• OBJECTIVE
    • Safe posterior column screw fixation via an anterior approach under two-dimensional fluoroscopic control.
  • INDICATIONS
    • Anterior column with posterior hemitransverse fractures (ACPHF); transverse fractures; two-column fractures and T‑type fractures without relevant residual displacement of the posterior column after reduction of the anterior column and the quadrilateral plate.
  • CONTRAINDICATION
    • Acetabular fractures requiring direct open reduction via a posterior approach; very narrow osseous corridor in preoperative planning; insufficient intraoperative fluoroscopic visualization of the anatomical landmarks.
  • SURGICAL TECHNIQUE
    • Preoperative planning of the starting point and screw trajectory using a standard pelvic CT scan and a multiplanar reconstruction tool. Intraoperative fluoroscopically controlled identification of the starting point using the anterior-posterior (ap) view. Advancing the guidewire under fluoroscopic control using the lateral-oblique view. Lag screw fixation of the posterior column with cannulated screws.

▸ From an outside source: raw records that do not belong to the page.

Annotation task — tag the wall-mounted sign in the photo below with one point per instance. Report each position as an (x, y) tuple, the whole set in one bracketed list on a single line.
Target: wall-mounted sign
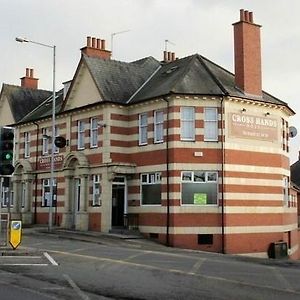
[(44, 163), (253, 127)]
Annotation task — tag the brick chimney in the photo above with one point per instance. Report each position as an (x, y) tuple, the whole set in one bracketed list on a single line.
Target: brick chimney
[(96, 48), (28, 81), (247, 54), (169, 56)]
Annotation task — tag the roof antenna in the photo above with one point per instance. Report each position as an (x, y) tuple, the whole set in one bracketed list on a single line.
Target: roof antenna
[(112, 39), (166, 44)]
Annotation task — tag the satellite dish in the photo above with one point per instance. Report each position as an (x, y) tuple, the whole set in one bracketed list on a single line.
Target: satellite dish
[(292, 131)]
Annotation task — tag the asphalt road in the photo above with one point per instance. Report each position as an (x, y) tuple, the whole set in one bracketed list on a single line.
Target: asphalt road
[(57, 267)]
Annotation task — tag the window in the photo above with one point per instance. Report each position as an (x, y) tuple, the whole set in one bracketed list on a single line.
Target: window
[(158, 126), (45, 141), (94, 133), (80, 142), (210, 124), (151, 188), (96, 190), (27, 144), (285, 191), (56, 134), (199, 187), (143, 129), (188, 123), (46, 192)]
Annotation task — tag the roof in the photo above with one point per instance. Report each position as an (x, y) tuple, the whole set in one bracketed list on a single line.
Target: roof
[(195, 74), (45, 108), (295, 173), (118, 81), (23, 100)]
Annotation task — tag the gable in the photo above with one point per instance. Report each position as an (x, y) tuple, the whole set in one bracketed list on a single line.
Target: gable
[(83, 90), (6, 116)]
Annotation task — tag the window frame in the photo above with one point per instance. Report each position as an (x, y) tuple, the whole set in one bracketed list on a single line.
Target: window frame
[(158, 127), (93, 132), (184, 124), (207, 181), (96, 180), (80, 135), (27, 144), (152, 178), (210, 122)]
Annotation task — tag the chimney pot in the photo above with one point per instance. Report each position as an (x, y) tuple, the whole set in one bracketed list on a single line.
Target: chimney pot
[(103, 44), (93, 42), (88, 41)]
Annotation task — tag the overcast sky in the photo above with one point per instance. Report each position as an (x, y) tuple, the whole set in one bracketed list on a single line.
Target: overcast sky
[(191, 26)]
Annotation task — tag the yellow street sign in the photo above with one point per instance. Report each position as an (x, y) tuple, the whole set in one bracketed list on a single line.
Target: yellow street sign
[(15, 233)]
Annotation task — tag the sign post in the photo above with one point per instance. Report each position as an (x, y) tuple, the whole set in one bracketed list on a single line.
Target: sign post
[(15, 233)]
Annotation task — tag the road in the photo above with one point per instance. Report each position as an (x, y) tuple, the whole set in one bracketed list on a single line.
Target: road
[(55, 267)]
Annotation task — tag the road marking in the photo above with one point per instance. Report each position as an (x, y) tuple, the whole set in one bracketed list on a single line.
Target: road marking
[(222, 279), (197, 266), (282, 279), (52, 261), (76, 288)]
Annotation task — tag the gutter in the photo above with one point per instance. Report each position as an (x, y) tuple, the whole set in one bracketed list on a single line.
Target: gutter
[(168, 180)]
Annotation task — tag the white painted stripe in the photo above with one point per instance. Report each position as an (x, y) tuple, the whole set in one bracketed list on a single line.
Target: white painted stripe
[(76, 288), (52, 261)]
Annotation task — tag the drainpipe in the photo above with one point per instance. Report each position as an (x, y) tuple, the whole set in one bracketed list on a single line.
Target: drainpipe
[(223, 173), (168, 173), (36, 174)]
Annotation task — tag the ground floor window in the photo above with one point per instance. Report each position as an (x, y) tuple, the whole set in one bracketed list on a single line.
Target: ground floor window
[(199, 187), (46, 192), (151, 188)]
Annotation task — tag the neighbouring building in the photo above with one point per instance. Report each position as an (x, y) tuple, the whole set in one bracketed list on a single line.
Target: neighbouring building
[(181, 150)]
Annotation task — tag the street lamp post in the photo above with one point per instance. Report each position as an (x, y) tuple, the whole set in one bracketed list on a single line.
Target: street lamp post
[(24, 40)]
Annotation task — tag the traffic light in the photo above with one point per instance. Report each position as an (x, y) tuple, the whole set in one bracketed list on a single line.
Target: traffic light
[(6, 150)]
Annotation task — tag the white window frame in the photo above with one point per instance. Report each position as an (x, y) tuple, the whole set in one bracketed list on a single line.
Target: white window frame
[(45, 141), (143, 129), (158, 126), (150, 179), (187, 124), (211, 124), (26, 144), (56, 134), (46, 195), (94, 133), (96, 190), (189, 177), (81, 135)]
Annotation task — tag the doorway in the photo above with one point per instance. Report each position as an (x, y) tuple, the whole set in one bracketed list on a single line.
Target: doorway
[(118, 201)]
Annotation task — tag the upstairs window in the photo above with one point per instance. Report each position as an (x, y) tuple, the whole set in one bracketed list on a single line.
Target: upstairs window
[(94, 133), (158, 126), (45, 141), (27, 144), (187, 123), (210, 124), (143, 129), (80, 130)]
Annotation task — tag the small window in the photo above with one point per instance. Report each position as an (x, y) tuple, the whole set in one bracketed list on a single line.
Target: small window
[(151, 188), (94, 133), (80, 130), (143, 129), (205, 239), (158, 126), (96, 190), (188, 123), (27, 144), (210, 124)]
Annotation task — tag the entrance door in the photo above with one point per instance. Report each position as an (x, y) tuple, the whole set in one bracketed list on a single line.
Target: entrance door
[(118, 193), (76, 200)]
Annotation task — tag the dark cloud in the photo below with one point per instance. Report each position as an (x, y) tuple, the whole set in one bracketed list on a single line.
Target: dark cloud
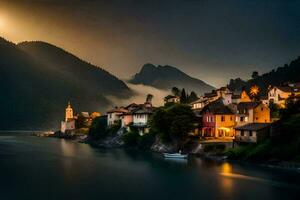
[(212, 40)]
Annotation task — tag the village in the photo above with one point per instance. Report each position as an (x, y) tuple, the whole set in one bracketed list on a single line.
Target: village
[(231, 118)]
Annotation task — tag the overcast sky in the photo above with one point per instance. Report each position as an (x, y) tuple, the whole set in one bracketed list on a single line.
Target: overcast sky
[(210, 40)]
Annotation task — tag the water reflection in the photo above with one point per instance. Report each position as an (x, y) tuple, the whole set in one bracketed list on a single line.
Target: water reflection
[(226, 171)]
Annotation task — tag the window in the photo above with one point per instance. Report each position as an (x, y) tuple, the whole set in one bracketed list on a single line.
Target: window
[(222, 118), (241, 119)]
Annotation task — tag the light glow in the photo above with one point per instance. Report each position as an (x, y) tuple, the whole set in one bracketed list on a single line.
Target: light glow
[(2, 23)]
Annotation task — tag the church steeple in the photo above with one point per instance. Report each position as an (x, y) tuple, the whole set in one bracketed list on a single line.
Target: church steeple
[(69, 112)]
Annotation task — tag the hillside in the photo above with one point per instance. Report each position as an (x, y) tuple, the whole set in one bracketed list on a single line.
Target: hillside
[(287, 73), (37, 79), (166, 77)]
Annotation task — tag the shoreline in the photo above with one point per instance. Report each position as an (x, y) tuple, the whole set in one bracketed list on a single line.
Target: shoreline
[(281, 165)]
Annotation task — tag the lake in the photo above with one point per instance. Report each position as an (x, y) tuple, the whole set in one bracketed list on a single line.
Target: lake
[(50, 168)]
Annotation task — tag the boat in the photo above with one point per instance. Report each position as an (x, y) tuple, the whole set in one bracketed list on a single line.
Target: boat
[(175, 155)]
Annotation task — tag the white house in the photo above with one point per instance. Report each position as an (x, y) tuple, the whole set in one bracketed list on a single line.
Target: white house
[(252, 133), (69, 123), (252, 112), (278, 95), (141, 117), (114, 115)]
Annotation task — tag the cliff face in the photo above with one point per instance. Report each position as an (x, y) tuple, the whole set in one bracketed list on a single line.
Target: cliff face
[(166, 77)]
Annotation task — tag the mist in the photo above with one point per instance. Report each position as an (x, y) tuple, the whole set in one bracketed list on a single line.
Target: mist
[(141, 92)]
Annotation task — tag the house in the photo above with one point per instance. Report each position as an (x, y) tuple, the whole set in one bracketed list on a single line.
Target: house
[(279, 94), (171, 99), (69, 123), (84, 120), (252, 132), (217, 120), (224, 93), (252, 112), (95, 115), (141, 117), (238, 97), (114, 115), (199, 104)]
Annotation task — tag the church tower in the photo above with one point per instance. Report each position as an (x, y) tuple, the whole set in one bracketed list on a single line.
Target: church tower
[(69, 112)]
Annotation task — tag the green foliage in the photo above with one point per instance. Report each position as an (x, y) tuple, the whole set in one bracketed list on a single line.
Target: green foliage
[(274, 110), (173, 122), (113, 129), (183, 96), (134, 139), (98, 129), (176, 91), (193, 97), (38, 79), (287, 73), (131, 138), (146, 141)]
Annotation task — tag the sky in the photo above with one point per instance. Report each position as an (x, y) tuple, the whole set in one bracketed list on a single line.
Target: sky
[(210, 40)]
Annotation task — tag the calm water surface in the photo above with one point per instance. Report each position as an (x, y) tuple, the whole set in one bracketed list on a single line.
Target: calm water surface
[(49, 168)]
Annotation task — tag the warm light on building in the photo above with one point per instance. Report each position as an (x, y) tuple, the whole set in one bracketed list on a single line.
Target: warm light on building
[(254, 90)]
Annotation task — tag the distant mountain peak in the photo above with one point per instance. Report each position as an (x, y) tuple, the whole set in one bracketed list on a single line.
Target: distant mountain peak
[(166, 77)]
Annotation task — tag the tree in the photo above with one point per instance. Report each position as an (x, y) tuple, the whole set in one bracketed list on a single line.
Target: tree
[(149, 98), (173, 123), (98, 128), (183, 98), (255, 75), (175, 91), (254, 90)]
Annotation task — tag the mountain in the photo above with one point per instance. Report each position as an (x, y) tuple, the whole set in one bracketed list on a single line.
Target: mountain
[(38, 79), (282, 75), (166, 77)]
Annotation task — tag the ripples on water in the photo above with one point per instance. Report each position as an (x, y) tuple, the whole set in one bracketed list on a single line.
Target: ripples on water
[(49, 168)]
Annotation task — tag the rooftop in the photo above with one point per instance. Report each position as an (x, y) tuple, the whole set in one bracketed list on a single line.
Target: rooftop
[(253, 126)]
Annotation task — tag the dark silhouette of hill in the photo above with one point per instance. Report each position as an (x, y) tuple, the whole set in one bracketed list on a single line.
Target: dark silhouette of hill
[(166, 77), (38, 79), (281, 75)]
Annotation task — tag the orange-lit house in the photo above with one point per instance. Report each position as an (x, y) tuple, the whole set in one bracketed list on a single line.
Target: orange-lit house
[(217, 120), (240, 97), (252, 112)]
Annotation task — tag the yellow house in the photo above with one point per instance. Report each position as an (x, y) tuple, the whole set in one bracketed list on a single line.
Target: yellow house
[(242, 97), (217, 120)]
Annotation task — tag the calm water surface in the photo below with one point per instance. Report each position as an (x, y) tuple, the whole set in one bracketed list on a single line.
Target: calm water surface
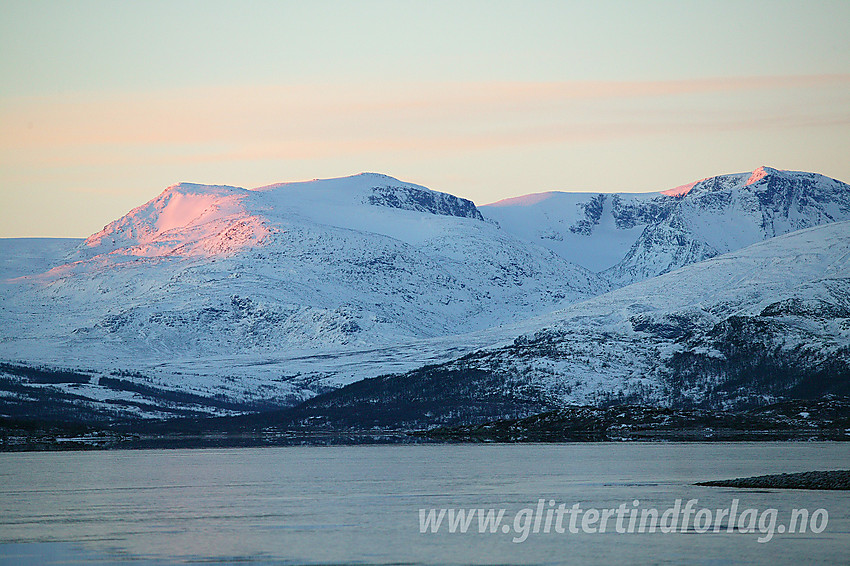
[(360, 504)]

  • POSTOPERATIVE MANAGEMENT
    • Partial weight bearing as advised by the surgeon. Postoperative CT scan for the assessment of screw position and quality of reduction of the posterior column. Generally no implant removal.
  • RESULTS
    • In a series of 100 pelvic CT scans, the mean posterior angle of the ideal posterior column screw trajectory was 28.0° (range 11.1-46.2°) to the coronal plane and the mean medial angle was 21.6° (range 8.0-35.0°) to the sagittal plane. The maximum screw length was 106.3 mm (range 82.1-135.0 mm). Twelve patients were included in this study: 10 ACPHF and 2 transverse fractures. The residual maximum displacement of the posterior column fracture component in the postoperative CT scan was 1.4 mm (0-4 mm). There was one intraarticular screw penetration and one perforation of the cortical bone in the transition zone between the posterior column and the sciatic tuber without neurological impairment.